We cannot get to agape love with too human prudence, I’m sorry! And I’m repeating that to myself more than to anybody else here. Here, spiritual reading and meditation is so important. As Sister Ruth Burrows says, ‘Study Jesus Christ in the Gospel and follow Him in His sacred humanity.’ That’s an echo of Saint Teresa. Sister Ruth Burrows says, ‘Do all you possibly can to get to know Him.’

In the Purgative Way, the first three mansions, the work of the mind is indispensable. Because God is not manifesting Himself in any direct way, we need to do the work to get to know Him in a practical way – learn our faith. People only really start to make effort, and actually learn our faith as adults firsthand and take the initiative to actually read something Catholic rather than just wasting our time with just novelties or trivialities, in the Second Mansion. Once people get to the Second Mansion, they actually start to read things that can be of benefit to their spiritual life.

Sister Ruth Burrows says, ‘Eat His words, take them right down into your heart, live them; take a story from the Gospels – read it, recall it, and then believe that you are the person in it with Jesus who questions and invites you to respond.’

The work of the imagination needs to be incorporated in the first three mansions.

Meditation through the effort of the mind is really important for beginners, as Saint John of the Cross would say.

The subtle subjects for meditation are many, but Saint Teresa insists that we meditate on the love shown by God and giving us a son. Go deep into that, try to understand that on a deeper level – on the love of Jesus Himself, on His life, His mysteries, especially His Passion and death.

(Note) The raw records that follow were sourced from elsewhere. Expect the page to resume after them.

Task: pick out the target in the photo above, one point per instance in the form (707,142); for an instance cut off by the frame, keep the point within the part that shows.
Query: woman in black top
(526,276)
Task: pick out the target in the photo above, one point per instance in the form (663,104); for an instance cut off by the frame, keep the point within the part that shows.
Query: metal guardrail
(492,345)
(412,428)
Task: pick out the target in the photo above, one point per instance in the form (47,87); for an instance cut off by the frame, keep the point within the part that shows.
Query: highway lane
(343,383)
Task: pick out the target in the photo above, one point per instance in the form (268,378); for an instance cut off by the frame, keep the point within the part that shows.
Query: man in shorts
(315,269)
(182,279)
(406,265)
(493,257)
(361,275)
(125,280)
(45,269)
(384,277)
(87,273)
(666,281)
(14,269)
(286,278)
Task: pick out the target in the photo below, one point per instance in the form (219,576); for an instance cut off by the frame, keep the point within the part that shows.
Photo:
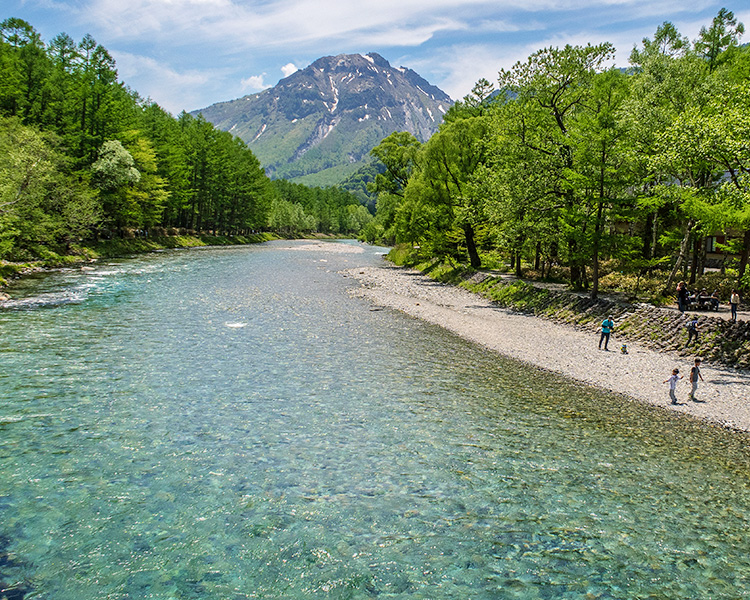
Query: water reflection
(231,424)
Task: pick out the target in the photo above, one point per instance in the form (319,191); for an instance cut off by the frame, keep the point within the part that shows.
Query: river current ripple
(230,423)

Traditionally, in the first three mansions, it was suggested that a person meditate on sin and its consequences, on death, on mortality, the fact that we will be judged by God and everything will come into the light, and that there will be only winners or losers, heaven or hell. That very basic framework of reality was often suggested to be the focus of meditation in the first three mansions, in the Purgative Way.

Father Gabriel of St. Mary Magdalene says, “Meditation’s only aim is to enlighten the mind and enflame the heart, to move the will toward more virtuous living. In more contemplative prayer, meditation’s aim is to dispose the mind to contemplation, so as to nourish love – the quiet rest of the simple gaze of love fixed on Christ, or all three persons of the Trinity.”

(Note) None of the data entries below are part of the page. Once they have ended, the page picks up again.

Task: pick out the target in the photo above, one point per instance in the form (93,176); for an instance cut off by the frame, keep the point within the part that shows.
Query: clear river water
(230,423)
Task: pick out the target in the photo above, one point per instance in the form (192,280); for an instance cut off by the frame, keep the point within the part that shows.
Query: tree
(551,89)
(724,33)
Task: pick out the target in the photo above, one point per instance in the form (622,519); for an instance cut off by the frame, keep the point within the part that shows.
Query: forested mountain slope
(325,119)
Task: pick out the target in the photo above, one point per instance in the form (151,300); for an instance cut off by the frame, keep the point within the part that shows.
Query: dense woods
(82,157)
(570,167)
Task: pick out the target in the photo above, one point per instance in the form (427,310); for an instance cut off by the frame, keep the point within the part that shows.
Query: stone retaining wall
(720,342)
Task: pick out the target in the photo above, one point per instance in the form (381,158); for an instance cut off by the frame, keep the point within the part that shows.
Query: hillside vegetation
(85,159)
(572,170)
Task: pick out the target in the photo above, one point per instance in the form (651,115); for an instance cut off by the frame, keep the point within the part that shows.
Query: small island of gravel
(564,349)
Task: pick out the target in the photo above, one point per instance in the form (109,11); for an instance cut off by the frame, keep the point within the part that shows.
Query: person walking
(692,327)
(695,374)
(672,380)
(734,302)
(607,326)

In other words, we’re not thinking just to gain information, or to know more facts about the saints, and to explore our curiosity about a teaching. We’re only simply looking for something to enlighten our mind in faith, hope, and love in our relationship with God, in order to enflame our hearts, which will hopefully lead to a more virtuous living.

This disposition through the Prayer of Simplicity means telling God peacefully, with frequent pauses, in a thousand different ways, in your own words – that you love Him and that you desire to love Him more and more; that you want to prove your love for Him. It’s that coloqui. St. Teresa talks about the nectar of mental prayer, the heart-to-heart communication.